Tavsiye edilen oral EPIVIR (150 mg) dozu sabahları alınan 1 yarım tablet ve akşamları alınan 1 tablettir.
Vücut ağırlığı 14 kg ile 21 kg arasında olan çocuklar:
Tavsiye edilen oral EPIVIR (150 mg) dozu günde 2 kez alınan 1 yarım çentikli tablettir.
3 aylıktan küçük çocuklar için var olan sınırlı veriler özel doz önerilerinde bulunmak için yeterli değildir. (bkz. Bölüm 5.2 Farmakokinetik özellikler).
Geriyatrik popülasyon:
EPIVIRin monoterapi şeklinde kullanımı önerilmemektedir.

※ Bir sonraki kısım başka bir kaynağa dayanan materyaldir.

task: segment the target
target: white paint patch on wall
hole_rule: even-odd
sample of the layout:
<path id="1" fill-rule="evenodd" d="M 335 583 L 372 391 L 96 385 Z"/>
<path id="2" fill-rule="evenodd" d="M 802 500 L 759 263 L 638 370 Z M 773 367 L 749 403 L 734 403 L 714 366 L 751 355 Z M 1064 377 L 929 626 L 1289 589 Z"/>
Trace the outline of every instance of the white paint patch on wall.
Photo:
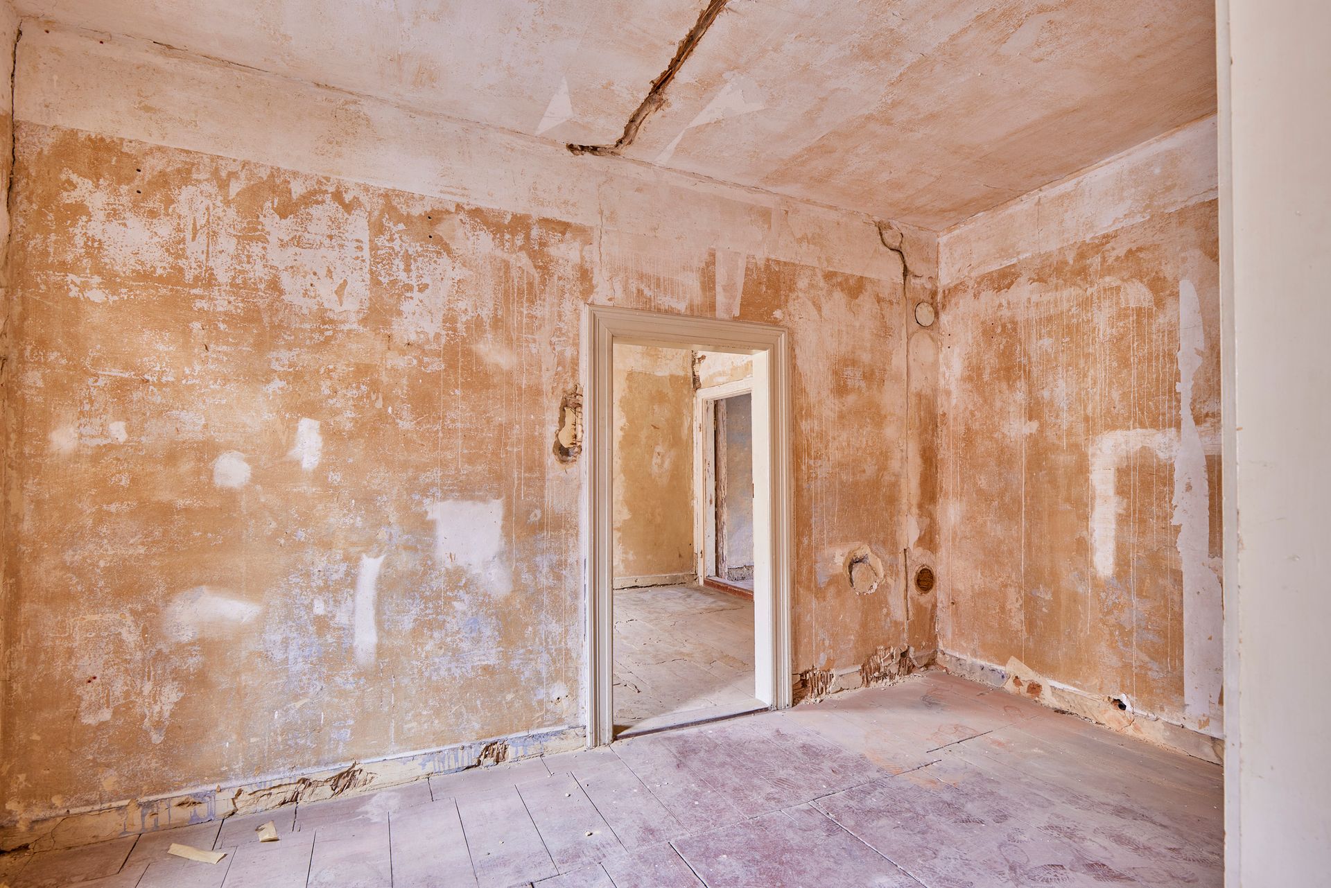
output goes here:
<path id="1" fill-rule="evenodd" d="M 355 575 L 355 602 L 351 611 L 351 638 L 355 664 L 374 666 L 379 651 L 379 624 L 375 619 L 379 568 L 387 555 L 361 555 L 361 570 Z"/>
<path id="2" fill-rule="evenodd" d="M 1161 459 L 1169 459 L 1178 447 L 1173 429 L 1119 429 L 1098 435 L 1090 447 L 1090 541 L 1095 572 L 1105 578 L 1114 572 L 1118 546 L 1118 467 L 1129 454 L 1147 447 Z"/>
<path id="3" fill-rule="evenodd" d="M 323 455 L 323 435 L 319 434 L 319 421 L 302 418 L 295 423 L 295 446 L 286 454 L 287 459 L 298 459 L 301 469 L 309 471 L 319 465 Z"/>
<path id="4" fill-rule="evenodd" d="M 79 447 L 79 429 L 73 425 L 52 429 L 48 437 L 51 449 L 61 457 L 68 457 Z"/>
<path id="5" fill-rule="evenodd" d="M 716 317 L 739 317 L 745 265 L 748 265 L 747 253 L 716 250 Z"/>
<path id="6" fill-rule="evenodd" d="M 434 554 L 446 567 L 462 567 L 504 595 L 511 578 L 504 562 L 503 499 L 447 499 L 426 507 L 434 522 Z"/>
<path id="7" fill-rule="evenodd" d="M 249 463 L 238 450 L 228 450 L 213 461 L 213 483 L 218 487 L 244 487 L 249 477 Z"/>
<path id="8" fill-rule="evenodd" d="M 229 590 L 196 586 L 176 595 L 162 611 L 162 634 L 173 642 L 226 635 L 258 616 L 262 608 Z"/>
<path id="9" fill-rule="evenodd" d="M 1222 736 L 1223 614 L 1221 578 L 1210 554 L 1211 494 L 1206 447 L 1193 417 L 1193 381 L 1206 354 L 1202 306 L 1191 281 L 1178 285 L 1178 453 L 1174 518 L 1183 566 L 1183 718 L 1189 727 Z"/>

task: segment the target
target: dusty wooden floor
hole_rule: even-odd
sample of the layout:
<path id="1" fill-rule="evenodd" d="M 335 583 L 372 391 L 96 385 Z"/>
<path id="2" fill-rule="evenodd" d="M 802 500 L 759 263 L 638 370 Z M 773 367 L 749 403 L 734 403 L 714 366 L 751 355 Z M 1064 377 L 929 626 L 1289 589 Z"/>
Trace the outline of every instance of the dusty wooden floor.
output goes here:
<path id="1" fill-rule="evenodd" d="M 752 600 L 700 586 L 615 591 L 616 726 L 759 706 Z"/>
<path id="2" fill-rule="evenodd" d="M 1221 799 L 1219 767 L 930 672 L 591 752 L 0 857 L 0 881 L 1206 887 L 1222 884 Z M 268 820 L 281 840 L 258 844 Z M 228 853 L 192 863 L 166 856 L 172 841 Z"/>

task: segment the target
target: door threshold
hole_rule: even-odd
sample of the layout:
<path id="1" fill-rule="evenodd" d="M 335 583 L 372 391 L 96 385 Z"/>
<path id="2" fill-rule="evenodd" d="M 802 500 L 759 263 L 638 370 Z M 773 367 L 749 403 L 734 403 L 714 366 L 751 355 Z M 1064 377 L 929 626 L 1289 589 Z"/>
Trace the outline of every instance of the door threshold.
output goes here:
<path id="1" fill-rule="evenodd" d="M 728 703 L 725 706 L 708 706 L 701 710 L 685 710 L 683 712 L 667 712 L 666 715 L 654 715 L 650 719 L 643 719 L 636 724 L 631 724 L 622 731 L 615 734 L 616 740 L 627 740 L 630 738 L 640 738 L 647 734 L 659 734 L 662 731 L 669 731 L 673 728 L 689 727 L 693 724 L 707 724 L 708 722 L 724 722 L 725 719 L 733 719 L 740 715 L 752 715 L 755 712 L 767 712 L 771 710 L 767 703 L 759 699 L 744 700 L 743 703 Z"/>
<path id="2" fill-rule="evenodd" d="M 719 592 L 729 592 L 731 595 L 739 595 L 740 598 L 747 598 L 753 600 L 753 590 L 745 586 L 737 586 L 729 580 L 724 580 L 720 576 L 704 576 L 703 586 L 707 588 L 715 588 Z"/>

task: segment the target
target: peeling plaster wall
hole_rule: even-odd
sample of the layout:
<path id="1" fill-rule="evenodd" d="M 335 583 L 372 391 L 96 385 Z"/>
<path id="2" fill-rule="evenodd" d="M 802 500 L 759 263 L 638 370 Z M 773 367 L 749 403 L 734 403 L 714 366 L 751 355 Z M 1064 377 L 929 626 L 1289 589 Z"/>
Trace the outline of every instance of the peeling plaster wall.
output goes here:
<path id="1" fill-rule="evenodd" d="M 753 574 L 753 397 L 716 402 L 716 511 L 723 579 Z M 739 572 L 736 572 L 739 571 Z"/>
<path id="2" fill-rule="evenodd" d="M 940 238 L 940 646 L 1211 736 L 1215 118 Z"/>
<path id="3" fill-rule="evenodd" d="M 872 220 L 55 27 L 16 99 L 5 819 L 580 723 L 587 301 L 792 330 L 795 666 L 905 644 Z"/>
<path id="4" fill-rule="evenodd" d="M 0 3 L 0 47 L 4 57 L 12 59 L 15 44 L 19 40 L 19 17 L 8 0 Z M 12 71 L 12 69 L 11 69 Z M 5 85 L 0 87 L 0 145 L 13 145 L 13 80 L 5 79 Z M 13 152 L 0 148 L 0 194 L 4 201 L 0 204 L 0 402 L 7 402 L 9 397 L 11 370 L 11 297 L 9 297 L 9 184 L 13 173 Z M 0 458 L 0 490 L 8 490 L 9 482 L 9 417 L 8 411 L 0 410 L 0 446 L 4 447 L 4 458 Z M 8 656 L 9 650 L 9 620 L 8 600 L 9 583 L 7 572 L 8 539 L 11 534 L 9 510 L 0 509 L 0 750 L 4 748 L 5 735 L 9 731 L 9 716 L 5 712 L 3 698 L 4 687 L 8 683 Z M 0 772 L 3 774 L 3 772 Z M 4 801 L 4 792 L 0 791 L 0 804 Z M 3 815 L 0 815 L 3 817 Z"/>
<path id="5" fill-rule="evenodd" d="M 615 346 L 615 582 L 693 575 L 693 354 Z"/>

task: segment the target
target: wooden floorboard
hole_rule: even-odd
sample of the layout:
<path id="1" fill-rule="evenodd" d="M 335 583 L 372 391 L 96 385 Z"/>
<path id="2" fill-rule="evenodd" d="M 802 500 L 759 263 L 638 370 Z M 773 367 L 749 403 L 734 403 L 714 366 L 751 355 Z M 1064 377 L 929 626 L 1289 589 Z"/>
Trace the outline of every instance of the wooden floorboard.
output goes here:
<path id="1" fill-rule="evenodd" d="M 11 855 L 0 873 L 13 888 L 1219 888 L 1221 780 L 1218 766 L 928 672 L 602 750 Z M 258 843 L 268 820 L 280 839 Z M 172 857 L 173 841 L 226 857 Z"/>

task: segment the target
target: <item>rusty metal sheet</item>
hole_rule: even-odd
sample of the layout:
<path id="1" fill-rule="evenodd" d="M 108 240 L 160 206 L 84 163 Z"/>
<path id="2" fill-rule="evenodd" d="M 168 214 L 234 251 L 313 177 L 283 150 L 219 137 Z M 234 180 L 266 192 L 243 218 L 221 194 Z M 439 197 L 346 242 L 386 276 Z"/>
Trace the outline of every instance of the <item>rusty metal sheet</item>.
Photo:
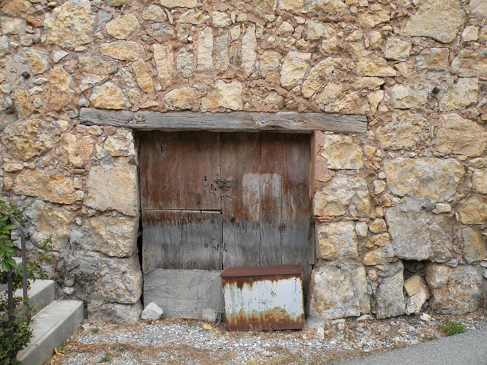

Hastalar, EPIVIR de dahil olmak üzere güncel antiretroviral tedavinin, HIVin cinsel temas ya da kanla başkalarına bulaşması riskini önlediğine dair kanıt olmadığı konusunda uyarılmalıdır. Uygun önlemlerin alınmasına devam edilmelidir.
Fırsatçı enjeksiyonlar
EPIVIR veya diğer antiretroviral tedavileri alan hastalarda, tedaviye karşın fırsatçı enfeksiyonlar ve HIV enfeksiyonunun diğer komplikasyonları gelişebilir ve bu nedenle hastalar, HIV tedavisinde tecrübeli hekimler tarafından yakın tıbbi gözetim altında tutulmalıdırlar.
Böbrek bozukluğu
Üçlü nükleozid tedavisi
Lamivudin, tenofovir disoproksil fumarat ve abacavir veya tenofovir disoproksil fumarat ve didanozin ile günde bir kezlik tedavi olarak kombine edildiğinde, tedavinin erken döneminde yüksek oranda virolojik başarısızlık ve direnç ortaya çıkışı bildirilmiştir.
Pankreatit
EPIVIR alan bazı hastalarda pankreatit görülmüştür. Bununla birlikte, bunun ilaç tedavisine mi, yoksa altta yatan HIV enfeksiyonuna bağlı olarak mı ortaya çıktığı açık değildir. Hastada karın ağrısı, bulantı, kusma veya biyokimyasal değerlerde yükselme meydana geldiğinde pankreatit ihtimali göz önünde tutulmalıdır. Pankreatit tanısı dışlanıncaya kadar EPIVIR kullanımı durdurulmalıdır.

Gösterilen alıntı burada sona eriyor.